Fundamental limitations on efficiently forecasting certain epidemic measures in network models

Abstract

The ongoing COVID-19 pandemic underscores the importance of developing reliable forecasts that would allow decision makers to devise appropriate response strategies. Despite much recent research on the topic, epidemic forecasting remains poorly understood. Researchers have attributed the difficulty of forecasting contagion dynamics to a multitude of factors, including complex behavioral responses, uncertainty in data, the stochastic nature of the underlying process, and the high sensitivity of the disease parameters to changes in the environment.

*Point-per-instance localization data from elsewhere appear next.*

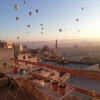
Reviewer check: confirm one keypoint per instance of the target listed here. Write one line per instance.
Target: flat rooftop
(68, 65)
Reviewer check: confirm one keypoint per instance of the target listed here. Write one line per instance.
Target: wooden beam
(71, 71)
(78, 89)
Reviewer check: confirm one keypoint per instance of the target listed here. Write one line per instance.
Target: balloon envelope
(17, 18)
(16, 7)
(30, 13)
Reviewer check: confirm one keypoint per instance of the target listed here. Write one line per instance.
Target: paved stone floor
(20, 96)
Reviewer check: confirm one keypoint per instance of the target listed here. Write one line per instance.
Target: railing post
(99, 65)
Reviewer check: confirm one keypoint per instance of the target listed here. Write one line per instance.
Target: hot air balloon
(36, 10)
(41, 24)
(30, 13)
(28, 25)
(82, 8)
(75, 46)
(17, 18)
(76, 19)
(16, 7)
(60, 30)
(24, 2)
(41, 32)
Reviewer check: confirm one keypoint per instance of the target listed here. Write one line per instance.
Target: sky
(53, 15)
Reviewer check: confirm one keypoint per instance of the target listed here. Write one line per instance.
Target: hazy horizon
(54, 19)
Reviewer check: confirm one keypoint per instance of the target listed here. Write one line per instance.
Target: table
(51, 93)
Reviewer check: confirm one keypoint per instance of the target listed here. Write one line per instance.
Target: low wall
(29, 87)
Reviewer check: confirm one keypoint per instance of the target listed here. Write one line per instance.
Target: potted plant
(55, 85)
(62, 88)
(47, 83)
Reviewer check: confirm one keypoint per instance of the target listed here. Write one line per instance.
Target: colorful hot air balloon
(28, 25)
(41, 24)
(17, 18)
(82, 8)
(60, 30)
(16, 7)
(41, 32)
(24, 2)
(37, 11)
(76, 19)
(30, 13)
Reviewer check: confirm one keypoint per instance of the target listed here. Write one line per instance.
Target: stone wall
(5, 56)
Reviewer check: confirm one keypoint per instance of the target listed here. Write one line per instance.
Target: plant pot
(55, 87)
(15, 70)
(62, 91)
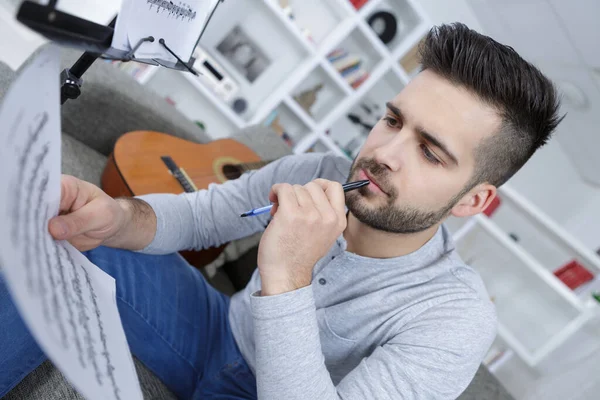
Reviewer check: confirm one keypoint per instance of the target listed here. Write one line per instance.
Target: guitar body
(136, 168)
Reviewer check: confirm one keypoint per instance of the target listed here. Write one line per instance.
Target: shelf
(194, 104)
(531, 310)
(409, 62)
(241, 32)
(315, 20)
(368, 109)
(398, 12)
(328, 94)
(354, 58)
(139, 71)
(287, 124)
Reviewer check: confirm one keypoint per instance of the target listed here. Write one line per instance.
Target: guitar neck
(255, 165)
(179, 174)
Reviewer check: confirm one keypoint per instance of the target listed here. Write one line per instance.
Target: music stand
(94, 39)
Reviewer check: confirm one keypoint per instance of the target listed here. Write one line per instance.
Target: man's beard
(391, 217)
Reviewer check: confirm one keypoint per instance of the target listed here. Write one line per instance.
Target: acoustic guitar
(145, 162)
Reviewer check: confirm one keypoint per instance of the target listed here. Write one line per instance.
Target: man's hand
(306, 222)
(88, 218)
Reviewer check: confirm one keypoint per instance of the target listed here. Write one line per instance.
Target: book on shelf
(349, 65)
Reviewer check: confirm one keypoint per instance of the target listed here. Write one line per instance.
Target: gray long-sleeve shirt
(410, 327)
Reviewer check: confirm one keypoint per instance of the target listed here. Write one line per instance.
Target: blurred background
(319, 73)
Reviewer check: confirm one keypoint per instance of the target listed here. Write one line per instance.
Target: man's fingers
(303, 196)
(65, 227)
(73, 193)
(335, 195)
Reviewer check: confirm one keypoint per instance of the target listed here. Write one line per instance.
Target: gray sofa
(111, 104)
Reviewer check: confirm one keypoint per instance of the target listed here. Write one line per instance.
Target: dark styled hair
(524, 98)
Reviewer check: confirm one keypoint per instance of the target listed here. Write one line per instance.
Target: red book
(573, 274)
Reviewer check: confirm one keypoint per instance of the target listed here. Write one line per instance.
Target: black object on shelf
(390, 25)
(94, 39)
(356, 120)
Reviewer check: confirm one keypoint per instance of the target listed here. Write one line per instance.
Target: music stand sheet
(179, 23)
(68, 303)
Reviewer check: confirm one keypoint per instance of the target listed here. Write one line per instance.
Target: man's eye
(429, 156)
(391, 122)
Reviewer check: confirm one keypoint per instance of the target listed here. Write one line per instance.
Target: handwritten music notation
(182, 10)
(67, 302)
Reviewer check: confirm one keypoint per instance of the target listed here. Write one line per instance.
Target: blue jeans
(174, 321)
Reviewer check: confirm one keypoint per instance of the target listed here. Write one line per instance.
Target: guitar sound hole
(231, 172)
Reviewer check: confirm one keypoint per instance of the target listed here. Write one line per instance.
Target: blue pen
(346, 186)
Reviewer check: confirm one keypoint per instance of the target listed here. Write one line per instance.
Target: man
(368, 302)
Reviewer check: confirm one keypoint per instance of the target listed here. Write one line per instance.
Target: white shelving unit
(298, 63)
(516, 250)
(538, 314)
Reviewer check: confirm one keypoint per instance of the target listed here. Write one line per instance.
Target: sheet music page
(179, 23)
(67, 302)
(120, 40)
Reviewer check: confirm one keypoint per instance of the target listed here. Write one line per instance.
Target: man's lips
(365, 175)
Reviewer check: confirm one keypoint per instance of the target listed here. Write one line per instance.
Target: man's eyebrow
(395, 110)
(424, 134)
(437, 143)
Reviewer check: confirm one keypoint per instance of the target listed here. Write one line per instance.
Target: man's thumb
(64, 227)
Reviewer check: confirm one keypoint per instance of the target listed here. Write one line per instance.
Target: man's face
(420, 156)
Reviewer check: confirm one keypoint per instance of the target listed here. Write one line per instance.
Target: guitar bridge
(179, 174)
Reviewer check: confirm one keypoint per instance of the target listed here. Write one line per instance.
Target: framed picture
(244, 54)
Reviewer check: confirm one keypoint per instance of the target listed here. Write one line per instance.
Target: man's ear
(476, 201)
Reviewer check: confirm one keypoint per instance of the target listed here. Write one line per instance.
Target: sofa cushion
(81, 161)
(112, 103)
(6, 77)
(485, 386)
(48, 383)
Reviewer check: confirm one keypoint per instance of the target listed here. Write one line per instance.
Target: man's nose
(391, 154)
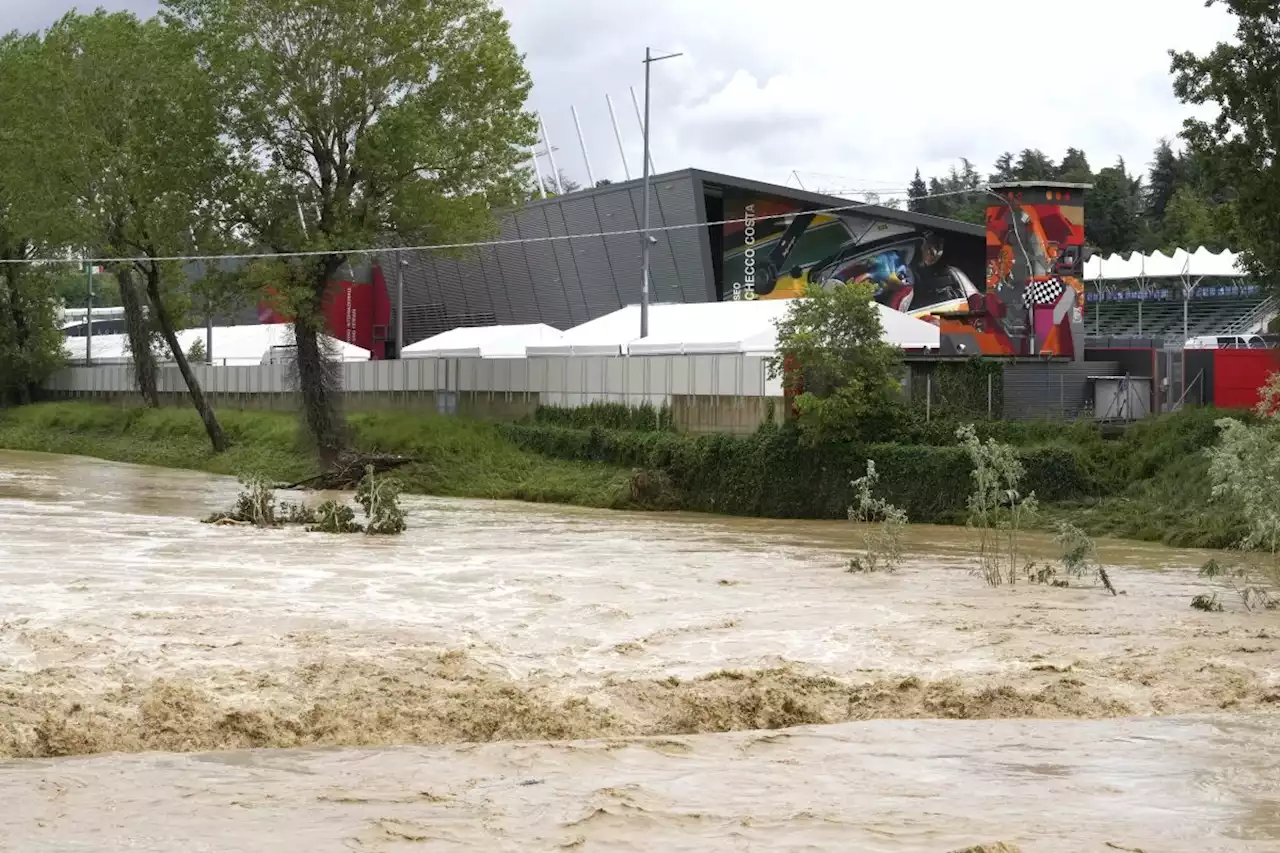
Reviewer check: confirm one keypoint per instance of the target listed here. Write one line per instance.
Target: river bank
(1150, 483)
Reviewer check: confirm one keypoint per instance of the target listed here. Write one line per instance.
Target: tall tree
(917, 194)
(1240, 145)
(32, 222)
(145, 160)
(1188, 222)
(1168, 173)
(352, 122)
(1075, 168)
(833, 357)
(1034, 164)
(1112, 222)
(1004, 168)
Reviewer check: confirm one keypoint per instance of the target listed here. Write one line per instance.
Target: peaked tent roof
(700, 328)
(233, 345)
(484, 342)
(1198, 264)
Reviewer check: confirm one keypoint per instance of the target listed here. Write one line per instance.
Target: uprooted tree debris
(348, 471)
(378, 495)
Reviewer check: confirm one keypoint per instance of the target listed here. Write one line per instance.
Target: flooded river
(525, 678)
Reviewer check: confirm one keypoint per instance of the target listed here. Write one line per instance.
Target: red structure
(357, 313)
(1034, 297)
(1239, 373)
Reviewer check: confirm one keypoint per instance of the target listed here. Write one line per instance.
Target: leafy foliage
(255, 505)
(336, 518)
(832, 357)
(997, 507)
(379, 496)
(1183, 203)
(1240, 145)
(643, 418)
(881, 523)
(410, 127)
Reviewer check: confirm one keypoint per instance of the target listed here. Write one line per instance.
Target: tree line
(1182, 201)
(305, 128)
(302, 128)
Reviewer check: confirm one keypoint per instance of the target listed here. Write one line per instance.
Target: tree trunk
(316, 374)
(140, 331)
(170, 336)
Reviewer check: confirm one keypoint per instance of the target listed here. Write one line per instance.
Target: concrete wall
(705, 392)
(1057, 389)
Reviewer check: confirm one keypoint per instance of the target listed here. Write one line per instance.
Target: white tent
(1198, 264)
(484, 342)
(702, 328)
(233, 345)
(711, 327)
(607, 334)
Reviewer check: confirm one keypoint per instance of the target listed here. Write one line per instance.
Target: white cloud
(851, 94)
(860, 91)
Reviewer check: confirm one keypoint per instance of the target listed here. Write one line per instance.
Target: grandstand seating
(1164, 318)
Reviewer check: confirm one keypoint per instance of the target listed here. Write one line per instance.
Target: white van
(1226, 342)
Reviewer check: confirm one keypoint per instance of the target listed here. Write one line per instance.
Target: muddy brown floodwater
(522, 678)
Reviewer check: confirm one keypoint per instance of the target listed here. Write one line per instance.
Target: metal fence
(730, 393)
(705, 392)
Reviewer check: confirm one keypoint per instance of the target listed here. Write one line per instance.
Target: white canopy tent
(704, 328)
(232, 345)
(1182, 264)
(484, 342)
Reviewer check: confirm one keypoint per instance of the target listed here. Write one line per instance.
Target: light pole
(649, 59)
(400, 302)
(88, 315)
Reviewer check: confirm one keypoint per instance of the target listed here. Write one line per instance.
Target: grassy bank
(1151, 483)
(1148, 483)
(458, 457)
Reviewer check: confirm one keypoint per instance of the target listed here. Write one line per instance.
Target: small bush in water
(1207, 603)
(1251, 585)
(254, 505)
(379, 496)
(882, 525)
(333, 516)
(997, 507)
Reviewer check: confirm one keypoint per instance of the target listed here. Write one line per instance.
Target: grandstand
(1174, 297)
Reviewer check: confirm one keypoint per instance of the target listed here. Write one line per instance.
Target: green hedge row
(645, 418)
(771, 474)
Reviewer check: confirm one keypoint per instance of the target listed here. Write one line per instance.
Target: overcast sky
(850, 94)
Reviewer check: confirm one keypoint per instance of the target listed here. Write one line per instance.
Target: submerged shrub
(379, 497)
(333, 516)
(882, 527)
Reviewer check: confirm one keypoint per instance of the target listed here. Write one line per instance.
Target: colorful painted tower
(1034, 299)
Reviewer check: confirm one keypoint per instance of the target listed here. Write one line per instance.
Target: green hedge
(771, 474)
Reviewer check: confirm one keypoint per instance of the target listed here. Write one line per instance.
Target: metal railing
(1260, 314)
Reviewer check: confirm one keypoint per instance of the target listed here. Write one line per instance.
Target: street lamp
(647, 241)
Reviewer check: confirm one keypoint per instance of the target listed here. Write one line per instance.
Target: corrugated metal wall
(1057, 389)
(566, 282)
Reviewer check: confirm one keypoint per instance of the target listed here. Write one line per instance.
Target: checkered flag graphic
(1045, 292)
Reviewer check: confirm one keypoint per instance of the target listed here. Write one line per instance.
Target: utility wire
(387, 250)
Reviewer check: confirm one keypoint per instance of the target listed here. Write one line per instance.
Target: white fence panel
(557, 381)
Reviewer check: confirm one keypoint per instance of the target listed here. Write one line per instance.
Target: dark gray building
(567, 282)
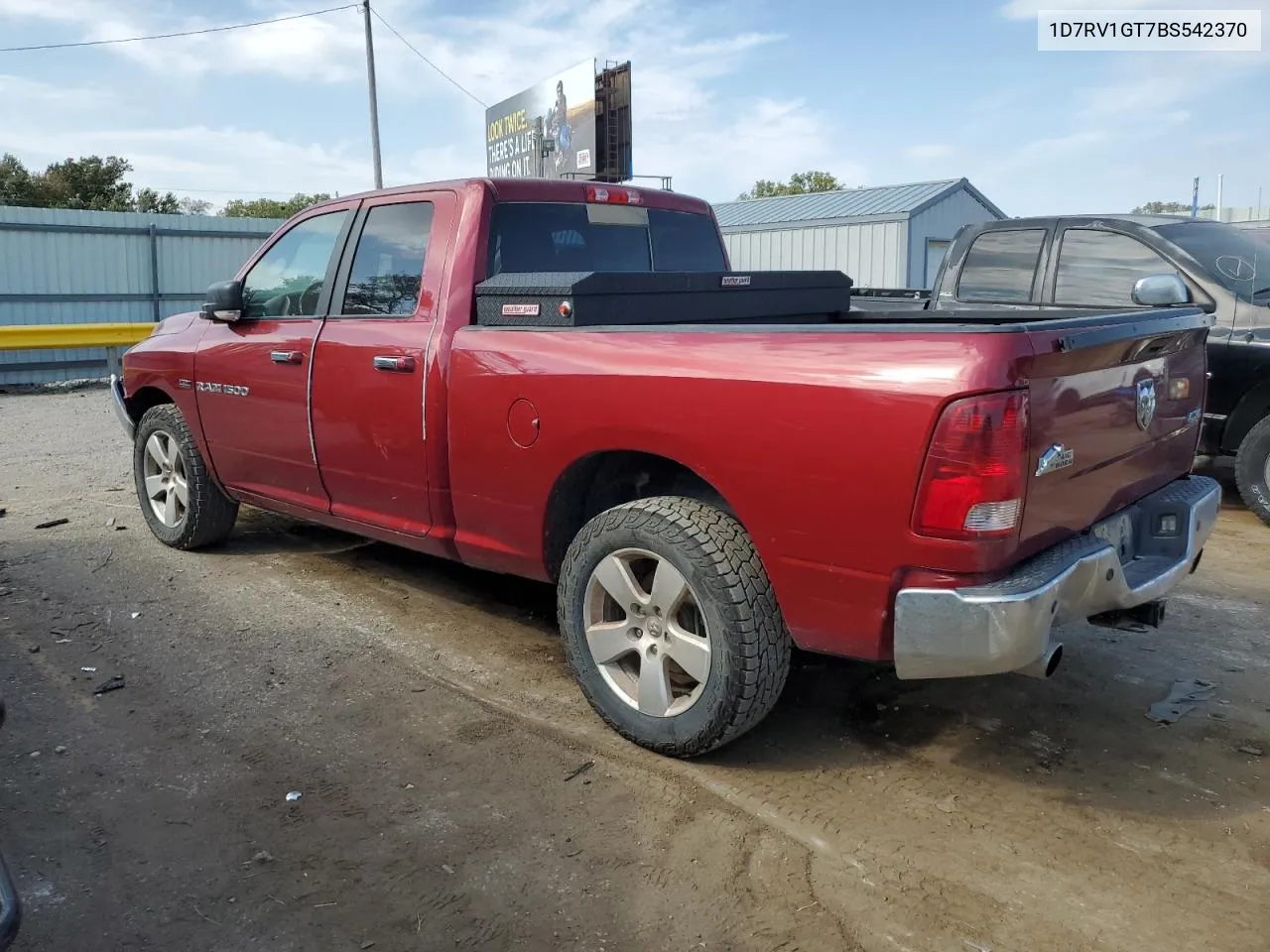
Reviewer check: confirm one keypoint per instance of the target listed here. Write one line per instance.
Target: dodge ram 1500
(1083, 264)
(566, 381)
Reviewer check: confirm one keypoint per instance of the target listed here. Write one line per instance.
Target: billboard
(561, 109)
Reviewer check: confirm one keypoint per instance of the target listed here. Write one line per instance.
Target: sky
(724, 94)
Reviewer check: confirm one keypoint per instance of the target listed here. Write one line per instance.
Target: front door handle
(400, 365)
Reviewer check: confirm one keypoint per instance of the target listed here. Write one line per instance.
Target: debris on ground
(948, 805)
(108, 685)
(1183, 698)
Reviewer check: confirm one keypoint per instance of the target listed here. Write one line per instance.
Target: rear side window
(1100, 268)
(1001, 267)
(557, 236)
(388, 266)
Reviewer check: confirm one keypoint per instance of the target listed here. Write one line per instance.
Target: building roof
(879, 202)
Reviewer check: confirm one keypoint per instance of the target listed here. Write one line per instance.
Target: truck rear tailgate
(1115, 413)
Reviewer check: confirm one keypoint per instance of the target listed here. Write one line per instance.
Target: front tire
(1252, 470)
(181, 503)
(671, 626)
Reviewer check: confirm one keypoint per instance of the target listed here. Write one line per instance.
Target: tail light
(975, 472)
(612, 195)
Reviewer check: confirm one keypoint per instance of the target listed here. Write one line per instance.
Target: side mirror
(223, 302)
(1161, 291)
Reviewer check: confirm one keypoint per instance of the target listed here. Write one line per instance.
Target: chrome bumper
(1121, 562)
(121, 409)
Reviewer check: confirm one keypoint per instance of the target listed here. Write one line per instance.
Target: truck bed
(841, 416)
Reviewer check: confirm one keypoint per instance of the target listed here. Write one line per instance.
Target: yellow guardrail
(35, 336)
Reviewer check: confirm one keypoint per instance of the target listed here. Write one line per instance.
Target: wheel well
(1248, 413)
(144, 400)
(599, 481)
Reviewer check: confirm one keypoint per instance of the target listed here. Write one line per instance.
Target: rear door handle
(400, 365)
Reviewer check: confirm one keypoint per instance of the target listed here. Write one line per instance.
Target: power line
(444, 73)
(183, 33)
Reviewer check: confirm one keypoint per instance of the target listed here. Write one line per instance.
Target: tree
(16, 182)
(799, 184)
(1169, 208)
(194, 206)
(91, 182)
(271, 207)
(150, 200)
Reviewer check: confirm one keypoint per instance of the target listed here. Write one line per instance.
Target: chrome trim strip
(309, 393)
(427, 368)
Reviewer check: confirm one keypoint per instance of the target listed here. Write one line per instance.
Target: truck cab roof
(538, 190)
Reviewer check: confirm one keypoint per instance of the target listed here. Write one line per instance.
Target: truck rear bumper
(1129, 558)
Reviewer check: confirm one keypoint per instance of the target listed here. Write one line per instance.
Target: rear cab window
(1001, 267)
(564, 236)
(1100, 268)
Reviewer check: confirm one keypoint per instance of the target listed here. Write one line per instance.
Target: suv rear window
(558, 236)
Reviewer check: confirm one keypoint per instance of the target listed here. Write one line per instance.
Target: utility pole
(375, 108)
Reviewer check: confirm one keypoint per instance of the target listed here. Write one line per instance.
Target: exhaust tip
(1047, 664)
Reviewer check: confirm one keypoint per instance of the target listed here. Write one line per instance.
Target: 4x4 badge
(1057, 457)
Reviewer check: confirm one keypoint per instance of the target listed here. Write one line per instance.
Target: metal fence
(68, 267)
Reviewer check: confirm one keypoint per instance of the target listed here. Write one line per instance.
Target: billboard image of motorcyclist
(559, 130)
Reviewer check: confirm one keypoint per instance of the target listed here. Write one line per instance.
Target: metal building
(888, 236)
(73, 267)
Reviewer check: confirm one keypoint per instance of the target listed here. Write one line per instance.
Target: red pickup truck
(566, 381)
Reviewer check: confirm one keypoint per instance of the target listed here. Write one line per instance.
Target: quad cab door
(252, 375)
(371, 357)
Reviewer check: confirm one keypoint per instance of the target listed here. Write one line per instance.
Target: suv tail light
(975, 472)
(606, 194)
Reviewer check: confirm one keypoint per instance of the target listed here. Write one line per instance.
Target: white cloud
(686, 122)
(771, 141)
(928, 153)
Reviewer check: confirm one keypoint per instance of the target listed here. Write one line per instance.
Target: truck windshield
(1234, 259)
(558, 236)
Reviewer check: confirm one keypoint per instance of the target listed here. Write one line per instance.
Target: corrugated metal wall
(874, 254)
(67, 267)
(940, 221)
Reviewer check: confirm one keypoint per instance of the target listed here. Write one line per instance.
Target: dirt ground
(426, 716)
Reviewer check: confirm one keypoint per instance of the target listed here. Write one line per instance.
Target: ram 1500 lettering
(1095, 263)
(566, 381)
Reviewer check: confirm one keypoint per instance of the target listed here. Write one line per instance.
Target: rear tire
(1252, 470)
(691, 590)
(181, 503)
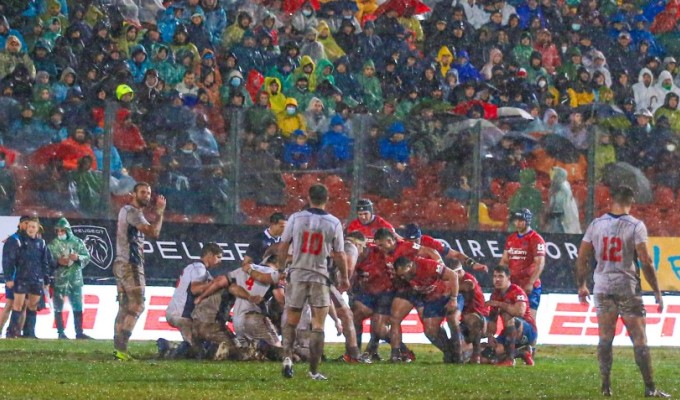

We offer a rigorous explanation of the difficulty of short-term forecasting on networked populations using ideas from computational complexity. Specifically, we show that several forecasting problems (e.g., the probability that at least a given number of people will get infected at a given time and the probability that the number of infections will reach a peak at a given time) are computationally intractable. For instance, efficient solvability of such problems would imply that the number of satisfying assignments of an arbitrary Boolean formula in conjunctive normal form can be computed efficiently, violating a widely believed hypothesis in computational complexity. This intractability result holds even under the ideal situation, where all the disease parameters are known and are assumed to be insensitive to changes in the environment. From a computational complexity viewpoint, our results, which show that contagion dynamics become unpredictable for both macroscopic and individual properties, bring out some fundamental difficulties of predicting disease parameters. On the positive side, we develop efficient algorithms or approximation algorithms for restricted versions of forecasting problems.